Sat Jul 7 03:24:24 PDT 2012

On Saturday, 7 July 2012 at 09:06:57 UTC, Roman D. Boiko wrote:
> http://stackoverflow.com/questions/11373644/performance-of-parsers-peg-vs-lalr1-or-llk

So far it looks like LALR parsers may have lower constant factors 
than Packrat.

The difference could be minimized by paying attention to parsing 
of terminal symbols, which was in my plans already. It is not 
necessary to strictly follow Packrat parsing algorithm.
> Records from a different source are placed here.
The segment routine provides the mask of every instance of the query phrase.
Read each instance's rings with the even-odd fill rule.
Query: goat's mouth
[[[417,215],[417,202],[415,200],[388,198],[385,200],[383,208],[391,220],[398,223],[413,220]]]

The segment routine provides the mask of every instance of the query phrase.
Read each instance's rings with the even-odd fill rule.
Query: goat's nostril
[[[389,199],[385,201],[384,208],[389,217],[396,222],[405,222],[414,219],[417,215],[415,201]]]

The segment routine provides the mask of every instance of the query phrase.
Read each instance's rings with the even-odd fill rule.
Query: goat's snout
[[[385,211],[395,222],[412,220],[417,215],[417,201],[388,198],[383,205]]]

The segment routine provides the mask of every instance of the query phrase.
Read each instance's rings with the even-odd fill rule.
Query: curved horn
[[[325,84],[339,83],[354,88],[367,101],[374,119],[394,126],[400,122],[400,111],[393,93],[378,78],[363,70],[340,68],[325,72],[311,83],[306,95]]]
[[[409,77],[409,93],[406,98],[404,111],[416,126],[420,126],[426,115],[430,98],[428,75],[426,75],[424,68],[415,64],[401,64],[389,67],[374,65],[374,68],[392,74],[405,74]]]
The benefits of Pegged, in my view, are its support of Parsing 
Expression Grammar (PEG) and compile-time evaluation. It is 
easily extensible and modifiable.

When I implemented recursive-descent parser by hand in one of 
early drafts of DCT, I strongly felt the need to generalize code 
in a way which in retrospect I would call PEG-like. The structure 
of my hand-written recursive-descent parser was a one-to-one 
mapping to an implemented subset of D specification, and I 
considered it problematic, because it was needed to duplicate the 
same structure in the resulting AST.

PEG is basically a language that describes both, the 
implementation of parser, and the language syntax. It greatly 
reduces implicit code duplication.

I think that generated code can be made almost as fast as a 
hand-written parser for a particular language (probably, a few 
percent slower). Especially if that language is similar to D 
(context-free, with fine-grained hierarchical grammar). 
Optimizations might require to forget about strictly following 
any theoretical algorithm, but that should be OK.